Cooking Like Neanderthals
“Using a flint flake for butchering required significant precision and effort, which we had not fully valued before this experiment,” said Mariana Nabais of the Institut Català de Paleoecologia Humana i Evolució Social in Spain, lead author of the new study.
“The flakes were sharper than we initially thought, requiring careful handling to make precise cuts without injuring our own fingers. These hands-on experiments emphasized the practical challenges involved in Neanderthal food processing and cooking, providing a tangible connection to their daily life and survival strategies.”
While big game hunting by Neanderthals is well-documented, their hunting of birds remains less understood. Recent discoveries and new techniques have allowed scientists to investigate this aspect of their diet more deeply. By testing food preparation methods that Neanderthals might have used, researchers have created an experimental database to compare with real archaeological findings. This could help subsequent efforts by informing archaeologists whether ancient humans had cooked certain animal bones.

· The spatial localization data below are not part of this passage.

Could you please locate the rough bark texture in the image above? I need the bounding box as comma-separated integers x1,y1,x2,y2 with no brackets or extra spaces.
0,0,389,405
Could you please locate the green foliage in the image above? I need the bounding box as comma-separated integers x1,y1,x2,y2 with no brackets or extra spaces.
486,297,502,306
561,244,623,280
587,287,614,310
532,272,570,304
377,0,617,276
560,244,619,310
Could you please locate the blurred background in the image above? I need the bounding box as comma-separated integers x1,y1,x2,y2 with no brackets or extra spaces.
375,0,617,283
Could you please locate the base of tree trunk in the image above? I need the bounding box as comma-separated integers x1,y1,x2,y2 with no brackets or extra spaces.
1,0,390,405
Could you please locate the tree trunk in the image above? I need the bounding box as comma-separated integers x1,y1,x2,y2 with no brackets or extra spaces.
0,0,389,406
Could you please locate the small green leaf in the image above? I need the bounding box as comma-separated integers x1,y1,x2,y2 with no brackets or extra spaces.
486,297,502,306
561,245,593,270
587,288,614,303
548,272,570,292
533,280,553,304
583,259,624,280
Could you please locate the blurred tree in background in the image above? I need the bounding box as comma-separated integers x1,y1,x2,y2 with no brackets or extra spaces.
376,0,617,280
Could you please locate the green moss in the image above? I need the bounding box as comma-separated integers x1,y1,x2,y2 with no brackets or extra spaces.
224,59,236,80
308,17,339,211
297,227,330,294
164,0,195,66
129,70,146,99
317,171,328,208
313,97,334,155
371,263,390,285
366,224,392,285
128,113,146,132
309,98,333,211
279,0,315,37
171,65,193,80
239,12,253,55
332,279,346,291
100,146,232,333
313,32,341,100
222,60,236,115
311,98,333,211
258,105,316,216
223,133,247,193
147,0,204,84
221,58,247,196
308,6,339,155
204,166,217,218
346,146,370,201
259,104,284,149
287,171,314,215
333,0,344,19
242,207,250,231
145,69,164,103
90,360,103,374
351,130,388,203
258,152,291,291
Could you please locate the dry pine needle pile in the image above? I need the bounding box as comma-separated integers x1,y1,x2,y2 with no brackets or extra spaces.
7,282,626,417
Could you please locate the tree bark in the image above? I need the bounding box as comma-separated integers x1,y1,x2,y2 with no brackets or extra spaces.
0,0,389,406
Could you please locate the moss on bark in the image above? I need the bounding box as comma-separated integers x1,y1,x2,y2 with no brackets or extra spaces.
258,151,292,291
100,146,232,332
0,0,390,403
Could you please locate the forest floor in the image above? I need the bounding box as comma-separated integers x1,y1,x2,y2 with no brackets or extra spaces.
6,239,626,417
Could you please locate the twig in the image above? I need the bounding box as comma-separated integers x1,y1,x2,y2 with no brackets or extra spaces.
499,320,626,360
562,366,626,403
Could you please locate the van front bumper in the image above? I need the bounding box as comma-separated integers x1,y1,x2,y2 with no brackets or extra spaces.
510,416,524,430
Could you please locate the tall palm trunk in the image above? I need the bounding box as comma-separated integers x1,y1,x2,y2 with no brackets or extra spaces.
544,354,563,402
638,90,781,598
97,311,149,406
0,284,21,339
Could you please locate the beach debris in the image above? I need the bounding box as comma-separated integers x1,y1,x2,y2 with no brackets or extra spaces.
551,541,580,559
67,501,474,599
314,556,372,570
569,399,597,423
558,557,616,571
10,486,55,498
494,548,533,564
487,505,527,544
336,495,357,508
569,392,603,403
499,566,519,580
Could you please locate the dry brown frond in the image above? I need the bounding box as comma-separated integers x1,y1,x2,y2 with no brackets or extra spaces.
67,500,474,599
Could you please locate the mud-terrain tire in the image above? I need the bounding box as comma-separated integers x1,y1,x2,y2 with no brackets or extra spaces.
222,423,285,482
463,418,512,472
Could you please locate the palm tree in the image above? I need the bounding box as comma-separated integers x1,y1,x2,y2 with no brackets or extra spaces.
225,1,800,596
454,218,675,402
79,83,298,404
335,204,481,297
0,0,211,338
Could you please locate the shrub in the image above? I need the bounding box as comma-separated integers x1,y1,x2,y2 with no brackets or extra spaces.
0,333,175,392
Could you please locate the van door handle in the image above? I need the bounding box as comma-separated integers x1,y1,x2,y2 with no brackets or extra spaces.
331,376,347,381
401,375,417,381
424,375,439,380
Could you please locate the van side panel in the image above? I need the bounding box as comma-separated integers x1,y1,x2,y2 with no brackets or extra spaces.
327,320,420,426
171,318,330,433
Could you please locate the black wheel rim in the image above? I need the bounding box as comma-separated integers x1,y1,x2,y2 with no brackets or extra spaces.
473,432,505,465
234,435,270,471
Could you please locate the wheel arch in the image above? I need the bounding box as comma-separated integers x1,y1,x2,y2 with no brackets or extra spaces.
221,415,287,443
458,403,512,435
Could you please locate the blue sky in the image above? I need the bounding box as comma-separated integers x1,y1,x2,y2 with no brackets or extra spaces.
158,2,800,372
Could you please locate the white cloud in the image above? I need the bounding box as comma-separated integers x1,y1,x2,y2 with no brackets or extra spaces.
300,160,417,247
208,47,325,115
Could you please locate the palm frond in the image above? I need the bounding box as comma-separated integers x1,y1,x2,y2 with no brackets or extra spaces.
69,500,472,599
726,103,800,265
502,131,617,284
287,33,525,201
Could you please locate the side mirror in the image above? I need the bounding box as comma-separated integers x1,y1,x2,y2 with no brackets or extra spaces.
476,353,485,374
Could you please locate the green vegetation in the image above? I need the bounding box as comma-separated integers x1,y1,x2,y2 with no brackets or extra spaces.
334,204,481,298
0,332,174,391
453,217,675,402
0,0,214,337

Putting Flesh on Prehistoric Bones
The team collected five wild birds that had died of natural causes from the Wildlife Ecology, Rehabilitation, and Surveillance Centre in Portugal. These included carrion crows, collared doves, and a wood pigeon—species similar to those Neanderthals might have consumed. The birds were defeathered by hand and then either immediately butchered or roasted over hot coals before butchering. It turned out that roasting the birds first made butchering much easier than in raw birds.
“Roasting the birds over the coals required maintaining a consistent temperature and carefully monitoring the cooking duration to avoid overcooking the meat,” said Nabais. “Maybe because we defeathered the birds before cooking, the roasting process was much quicker than we anticipated. In fact, we spent more time preparing the coals than on the actual cooking, which took less than 10 minutes.”
After cooking, the bones were cleaned, dried, and examined microscopically for cut marks, breaks, and burns. The flint flake used for butchery also showed wear and tear, including small half-moon scars on the edge. While butchering raw birds left few traces on the bones, cuts aimed at tendons left marks similar to those found on archaeological bird bones.
The roasted birds’ bones were more brittle, with many shattering and displaying brown or black burns. If Neanderthals roasted their birds — and in all likelihood, that’s what they did — the cooking process made the leftovers much more fragile, explaining why they’re so hard to find in the archaeological record.
Despite these findings, the researchers emphasized the need for further studies. Future research should include more species of small prey and explore other uses of birds, such as for their feathers or talons.
“The sample size is relatively small, consisting of only five bird specimens, which may not fully represent the diversity of bird species that Neanderthals might have used,” noted Nabais.
The findings appeared in Frontiers in Environmental Archaeology.